Dzięki uprzejmości Alana przyszły dziś do mnie dwie klumpście tytoniu. Jedna z nich to opisywany tu Navy Flake.
Gdy rozpakowałem i powąchałem pokiwałem głową. Tak to jest latakia. Taka na fest.
Zapakowałem więc do fajeczki. I… pierwsze skojarzenie to Balkan Flake. Tylko taki, jakiś nie do końca. Co ciekawe specjalnie nie odczuwam w tej chwili aromatyzacji. Choć tutaj przyczyn może być wiele. Konkluzje jakie nachodzą mnie w trakcie tej konkretnej fajki to:
1. Gdybym chciał latakię, lepiej żebym zainwestował w Balkan Flake
2. Gdybym chciał aromat, lepiej żebym zainwestował w Westmoreland (bo akurat jakoś lubię).
Na razie to tytoń środka. Zły – nie, ale…
Akurat mam na stanie czystą syryjską La i Navy Flake. Jest różnica – w tym sensie, że po powąchaniu to ewidentnie aromat. W smaku jednak też. Aczkolwiek wyszło mi to dopiero po porównaniach. Gdy miałem sam NF na stanie, to w większości czułem latakię.
Znaczy, wiesz… akurat to porównanie (imo of korz) jest tendencyjne. Tyle jest latakii w latakii, co cukru w cukrze… a w NF ile? Tyle, co w BF? 30%? Nie więcej.
Ponoć 15%, bodaj m.in. na Synjeco tak napisali.
Commonwealth jest pół na pół, ja?
Yep. To bardzo słuszne proporcje, choć jak Janek pod moją recenzją wspomniał – bywają równe i równiejsze (wąchaliśmy tę samą puszkę).

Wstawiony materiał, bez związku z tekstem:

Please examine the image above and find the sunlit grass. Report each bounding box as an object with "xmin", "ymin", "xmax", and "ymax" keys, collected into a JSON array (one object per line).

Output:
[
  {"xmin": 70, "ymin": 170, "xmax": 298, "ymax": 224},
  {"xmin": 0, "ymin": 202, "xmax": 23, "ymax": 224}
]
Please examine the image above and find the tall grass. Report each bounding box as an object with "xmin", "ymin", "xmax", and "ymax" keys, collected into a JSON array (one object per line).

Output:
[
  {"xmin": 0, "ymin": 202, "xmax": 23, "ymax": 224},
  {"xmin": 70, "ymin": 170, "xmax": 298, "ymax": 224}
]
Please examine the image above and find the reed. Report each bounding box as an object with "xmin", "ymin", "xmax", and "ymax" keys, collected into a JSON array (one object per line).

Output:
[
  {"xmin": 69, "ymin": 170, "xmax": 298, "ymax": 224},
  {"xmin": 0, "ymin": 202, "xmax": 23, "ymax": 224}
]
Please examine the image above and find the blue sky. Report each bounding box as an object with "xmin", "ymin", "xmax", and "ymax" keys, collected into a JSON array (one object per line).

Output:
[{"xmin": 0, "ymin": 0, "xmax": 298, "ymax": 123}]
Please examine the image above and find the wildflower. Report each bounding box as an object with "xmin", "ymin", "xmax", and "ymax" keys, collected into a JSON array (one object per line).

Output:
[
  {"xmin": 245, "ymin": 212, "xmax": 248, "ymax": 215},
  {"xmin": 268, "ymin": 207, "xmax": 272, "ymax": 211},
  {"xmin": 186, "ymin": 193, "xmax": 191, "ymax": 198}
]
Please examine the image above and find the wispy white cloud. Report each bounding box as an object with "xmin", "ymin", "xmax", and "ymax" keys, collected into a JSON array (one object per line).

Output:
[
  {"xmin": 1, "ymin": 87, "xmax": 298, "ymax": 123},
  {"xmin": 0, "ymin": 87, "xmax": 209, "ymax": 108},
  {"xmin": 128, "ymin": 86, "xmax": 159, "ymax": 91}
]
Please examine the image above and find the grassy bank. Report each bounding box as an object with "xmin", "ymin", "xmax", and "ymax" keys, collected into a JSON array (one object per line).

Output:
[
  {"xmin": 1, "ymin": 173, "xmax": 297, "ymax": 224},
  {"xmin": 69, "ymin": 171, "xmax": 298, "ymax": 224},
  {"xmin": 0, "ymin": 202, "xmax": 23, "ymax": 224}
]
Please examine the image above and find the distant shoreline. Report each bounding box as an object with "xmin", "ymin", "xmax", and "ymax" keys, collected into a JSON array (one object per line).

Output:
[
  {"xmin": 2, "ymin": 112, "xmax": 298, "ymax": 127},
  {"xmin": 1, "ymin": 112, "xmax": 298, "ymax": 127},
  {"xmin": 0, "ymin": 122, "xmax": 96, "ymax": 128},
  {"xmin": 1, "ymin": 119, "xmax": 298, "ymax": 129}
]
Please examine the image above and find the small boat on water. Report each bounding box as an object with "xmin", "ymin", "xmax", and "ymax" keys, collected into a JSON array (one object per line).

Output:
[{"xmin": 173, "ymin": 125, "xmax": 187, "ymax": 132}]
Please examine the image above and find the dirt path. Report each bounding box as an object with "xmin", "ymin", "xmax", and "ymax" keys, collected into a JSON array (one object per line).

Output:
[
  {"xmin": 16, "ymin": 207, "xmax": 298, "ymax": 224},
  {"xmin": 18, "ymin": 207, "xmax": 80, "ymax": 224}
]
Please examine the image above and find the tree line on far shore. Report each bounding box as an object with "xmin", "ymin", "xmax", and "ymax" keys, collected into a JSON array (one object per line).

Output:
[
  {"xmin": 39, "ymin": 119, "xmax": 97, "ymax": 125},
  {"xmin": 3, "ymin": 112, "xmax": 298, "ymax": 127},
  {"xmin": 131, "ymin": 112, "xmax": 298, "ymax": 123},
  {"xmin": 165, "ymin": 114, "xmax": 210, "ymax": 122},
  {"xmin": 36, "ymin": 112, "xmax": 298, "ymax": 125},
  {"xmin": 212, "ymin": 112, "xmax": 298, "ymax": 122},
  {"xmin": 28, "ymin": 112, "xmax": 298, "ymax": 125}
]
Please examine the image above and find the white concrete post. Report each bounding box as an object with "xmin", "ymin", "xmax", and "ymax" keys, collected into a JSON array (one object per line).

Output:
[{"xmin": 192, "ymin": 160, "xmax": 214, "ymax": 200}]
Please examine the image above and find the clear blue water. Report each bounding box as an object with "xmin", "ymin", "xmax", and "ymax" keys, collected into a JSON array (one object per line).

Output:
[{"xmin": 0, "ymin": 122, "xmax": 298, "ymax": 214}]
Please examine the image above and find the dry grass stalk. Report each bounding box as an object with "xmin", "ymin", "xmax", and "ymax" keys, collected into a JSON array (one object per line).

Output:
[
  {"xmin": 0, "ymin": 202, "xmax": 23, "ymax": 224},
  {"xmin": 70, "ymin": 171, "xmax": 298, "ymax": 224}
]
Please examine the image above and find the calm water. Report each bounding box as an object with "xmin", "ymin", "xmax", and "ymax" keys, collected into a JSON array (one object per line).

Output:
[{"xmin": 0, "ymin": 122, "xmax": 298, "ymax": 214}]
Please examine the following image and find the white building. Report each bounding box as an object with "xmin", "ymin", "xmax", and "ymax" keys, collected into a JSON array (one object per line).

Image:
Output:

Ok, żeby ominąć tendencyjność właśnie przyrządziłem FVF z syryjską La w proporcjach mniej więcej 5:1. Okazało się, że tak czy siak jest tendencyjnie, bo aromatu w swojej mieszance nie wyczuwam, zaś w NF wyczuwam.
no, to chyba tak ma być, nie? :)
Z pewnością nie należy nad tym płakać ;)
A ja kupilem, zapalilem i nie odstawilem – jest delikatny i ciekawy. Choc moja Kochana Partnerka wyszla z pokoju, wczesniej demonstarcyjnie otwierajac okno.
Zapach po otwarciu pięknie słodki, w ogóle LA nie wyczułem co było niepokojące bo po LA go kupowałem właśnie. Pali się trodno z początku bo po połowie raczyć nas już tylko czystą przyjemnością, mam zwyczaj palić nie podsuszane tytonie i zgadzam się że pierwsze wrażenie moje było takie że to mokre jest tak ze tego nie zapalę bez suszenia – ale da się. Można się w tym tytoniu zapomnieć, nie kondensaci w ogóle stąd odporny jest na sposoby traktowania co też niejako otwiera kolejne drzwi do szukania smaczków. Room note typowo LA – jak małżonka wróci będę pytał – ot… najwyżej zamknie mnie w pokoju co też ma swoje dobre strony. Dym gęsty piękny puszysty jak lubię.. na początku podpalania kolejnego mocno latakiowy w smaku i aromacie by po chwili wytonować tą nutę i przejść do słodkości…, których w miarę palenia jest jakby mniej w dążeniu do co raz bardziej wytrawnych smaczków, gdzie nuta rumowa ucieka a pojawiają się jakieś dla mnie orzechowo czasem barwione nutki ..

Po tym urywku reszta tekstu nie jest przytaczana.